3. Rule 56(c) of the Federal Rules of Civil Procedure provides that district courts shall grant summary judgment "if the pleadings, depositions, answers to interrogatories, and admissions on file, together with the affidavits, if any, show that there is no genuine issue as to any material fact and that the moving party is entitled to a judgment as a matter of law."
4. Because this case turns on the plaintiffs' threshold showing of political motivation, we need not analyze the propriety of summary judgment on the [Text Amended by Emendation] question of whether they would have been fired "but for" their political affiliation.

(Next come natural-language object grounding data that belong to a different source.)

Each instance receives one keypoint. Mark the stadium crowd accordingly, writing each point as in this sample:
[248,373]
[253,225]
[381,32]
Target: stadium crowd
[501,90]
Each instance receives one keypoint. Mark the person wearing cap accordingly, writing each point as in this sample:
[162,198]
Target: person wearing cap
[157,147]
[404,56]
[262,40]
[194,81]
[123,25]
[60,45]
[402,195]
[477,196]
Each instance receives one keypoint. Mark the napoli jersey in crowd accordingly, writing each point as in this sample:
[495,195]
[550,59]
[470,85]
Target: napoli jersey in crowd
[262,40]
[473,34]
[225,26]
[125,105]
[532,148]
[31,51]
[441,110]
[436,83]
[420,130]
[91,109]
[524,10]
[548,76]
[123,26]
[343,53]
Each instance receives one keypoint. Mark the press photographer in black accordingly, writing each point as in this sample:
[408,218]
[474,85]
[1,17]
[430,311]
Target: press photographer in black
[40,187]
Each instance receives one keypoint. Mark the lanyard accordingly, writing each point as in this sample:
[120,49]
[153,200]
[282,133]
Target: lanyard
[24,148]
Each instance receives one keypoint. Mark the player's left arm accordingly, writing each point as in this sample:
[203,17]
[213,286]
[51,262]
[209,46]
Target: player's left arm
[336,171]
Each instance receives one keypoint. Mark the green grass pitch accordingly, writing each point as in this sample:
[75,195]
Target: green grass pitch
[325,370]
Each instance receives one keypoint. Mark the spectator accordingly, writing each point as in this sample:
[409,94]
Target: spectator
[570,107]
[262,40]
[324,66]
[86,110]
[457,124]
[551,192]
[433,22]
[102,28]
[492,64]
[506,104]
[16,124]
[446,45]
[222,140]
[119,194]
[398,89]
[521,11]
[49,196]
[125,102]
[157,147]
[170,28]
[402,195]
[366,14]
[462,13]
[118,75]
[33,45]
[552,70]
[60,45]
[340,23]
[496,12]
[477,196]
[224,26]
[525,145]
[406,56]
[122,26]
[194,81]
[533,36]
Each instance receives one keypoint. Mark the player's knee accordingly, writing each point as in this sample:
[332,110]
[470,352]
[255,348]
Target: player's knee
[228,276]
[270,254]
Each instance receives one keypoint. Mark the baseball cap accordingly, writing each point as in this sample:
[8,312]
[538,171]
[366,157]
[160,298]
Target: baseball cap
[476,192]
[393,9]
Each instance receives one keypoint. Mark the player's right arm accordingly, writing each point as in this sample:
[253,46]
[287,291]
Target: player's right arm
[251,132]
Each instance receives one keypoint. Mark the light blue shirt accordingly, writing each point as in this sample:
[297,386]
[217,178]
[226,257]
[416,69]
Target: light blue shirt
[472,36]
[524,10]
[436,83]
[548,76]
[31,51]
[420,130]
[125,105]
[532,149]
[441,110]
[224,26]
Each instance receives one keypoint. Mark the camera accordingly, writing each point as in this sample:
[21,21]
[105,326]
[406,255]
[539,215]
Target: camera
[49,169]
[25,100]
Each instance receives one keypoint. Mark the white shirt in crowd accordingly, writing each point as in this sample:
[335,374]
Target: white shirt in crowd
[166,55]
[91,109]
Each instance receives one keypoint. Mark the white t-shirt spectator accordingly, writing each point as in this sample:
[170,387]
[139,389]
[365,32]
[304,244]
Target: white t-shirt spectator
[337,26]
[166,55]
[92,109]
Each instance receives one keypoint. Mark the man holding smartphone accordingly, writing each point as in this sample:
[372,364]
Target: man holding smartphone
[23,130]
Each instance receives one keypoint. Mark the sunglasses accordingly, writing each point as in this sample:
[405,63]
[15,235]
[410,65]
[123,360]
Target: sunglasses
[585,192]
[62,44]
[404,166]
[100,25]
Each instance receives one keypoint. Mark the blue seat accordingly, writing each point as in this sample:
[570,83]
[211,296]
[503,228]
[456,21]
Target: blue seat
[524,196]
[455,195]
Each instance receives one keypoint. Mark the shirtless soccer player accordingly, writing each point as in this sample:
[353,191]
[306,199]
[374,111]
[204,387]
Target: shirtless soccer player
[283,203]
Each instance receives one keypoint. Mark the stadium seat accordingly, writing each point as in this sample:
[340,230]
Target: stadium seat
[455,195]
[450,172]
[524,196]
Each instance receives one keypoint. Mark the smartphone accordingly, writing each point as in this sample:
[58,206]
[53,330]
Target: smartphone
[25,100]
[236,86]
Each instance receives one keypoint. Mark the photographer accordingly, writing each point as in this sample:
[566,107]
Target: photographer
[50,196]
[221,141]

5. The plaintiffs argue that the sworn statements in their complaint and affidavits constitute sufficient grounds to generate a factual dispute concerning the defendants' political motivations because they provide the groundwork for proof of that motivation by circumstantial evidence. We recognize that a prima facie case of political discrimination can be built on circumstantial evidence of constitutionally suspect motivations for employee dismissals. See, e.g., Kercado-Melendez v. Aponte-Roque, 829 F.2d at 264. In calling for more specific factual allegations to support the plaintiffs' claim under the Celotex/Anderson standard, however, we do not reject the plaintiffs' contention. Rather, for any substantive claim, whether built upon circumstantial or direct evidence, the party against whom summary judgment is sought must generate the specific facts necessary to take the asserted claim out of the realm of speculative, general allegations. The plaintiffs have failed to do that in this case.
6. This is particularly so with regard to the case law of Puerto Rico because the district court there has greater access to and ability to interpret that law in its original language than we do. See Roure v. Hernandez Colon, 824 F.2d 139, 142 (1st Cir. 1987); Berrios Rivera v. British Ropes, Ltd., 575 F.2d 966, 968 (1st Cir. 1978).